Pathogenicity of Dickeya dadantii on Euphorbia hypogaea. (A) Comparison of symptoms between the plant inoculated with CBNUMPBL-103 strain and plant inoculated with sterile distilled water (SDW). The inoculated plant exhibited rotten leaves that turned black and a rotten stem (left), while the healthy plant inoculated with SDW remained unaffected (right). (B) Disease progression on inoculated plant showing steady increase in disease index from inoculation to 4 days after inoculation.
RPD-2024-30-1-95f2.jpg
For molecular identification, the DNA of CBNUMPBL-103 was isolated using Exgene TM Cell SV DNA isolation kit (GeneAll, Seoul, Korea) according to the manufacturer's instructions. Polymerase chain reaction (PCR) was used to amplify the 16S rDNA in a reaction volume of 25 µl containing 1 µl of 20 ng total DNA; 1 µl each of the 342F primer (5’-CTACGGGGGGCAGCAG-3’) and 806R primer (5’-GGACTACCGGGGTATCT-3’) each at the concentration of 10 pmole/µl; 2 µl of 10 mM dNTP; 2.5 µl of 5x TB buffer; and 1 µl of Taq DNA polymerase.

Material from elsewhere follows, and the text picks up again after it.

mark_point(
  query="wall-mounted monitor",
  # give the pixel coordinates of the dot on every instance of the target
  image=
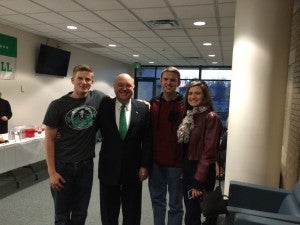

The PCR reaction conditions were as follows 95°C for 5 min, followed by 30 cycles of denaturation at 94°C for 30 sec, annealing at 55°C for 30 sec and extension at 72°C for 1 min, a final extension at 72°C for 10 min. The PCR products were purified and sequenced by Macrogen, Inc. (Seoul, Korea). BLAST analysis of the sequence at National Center for Biotechnology Information (NCBI) database showed that the isolate CBNUMPBL-103 had 99% similarity with D. dadantii. The sequence of the isolate was deposited in the GenBank with accession number OR965011. The identity of the isolate was confirmed by phylogenetic analysis using reference sequences of Dickeya spp. obtained from the NCBI GenBank. Pectobacterium carotovorum was used as an outgroup. The sequences of 16S rDNA were aligned in MEGA11: molecular evolutionary genetics analysis version 11 for Windows (Tamura et al., 2021). The aligned sequences were used to construct a phylogenetic tree (Fig. 3) using the Maximum likelihood method.
Fig. 3.
Phylogenetic tree generated through the maximum likelihood method, showing the clustering of CBNUMPBL-103 isolate alongside reference isolates of Dickeya dadantii sourced from the National Center for Biotechnology Information database.
RPD-2024-30-1-95f3.jpg
This study has demonstrated that D. dadantii is a causative agent of disease in succulent plants in Korea. Consequently, it is crucial to undertake a thorough survey to assess the prevalence of soft rot induced by D. dadantii, particularly in succulent ornamental crops. Such a survey would provide valuable information for making informed decisions aimed at minimizing losses of succulent crops in the rapidly growing floral industry in Korea.

NOTES

Conflicts of Interest

No potential conflict of interest relevant to this article was reported.

Acknowledgments

The authors acknowledge the support of Kim, M. K and Kim, H. T during disease assessment and sample collection.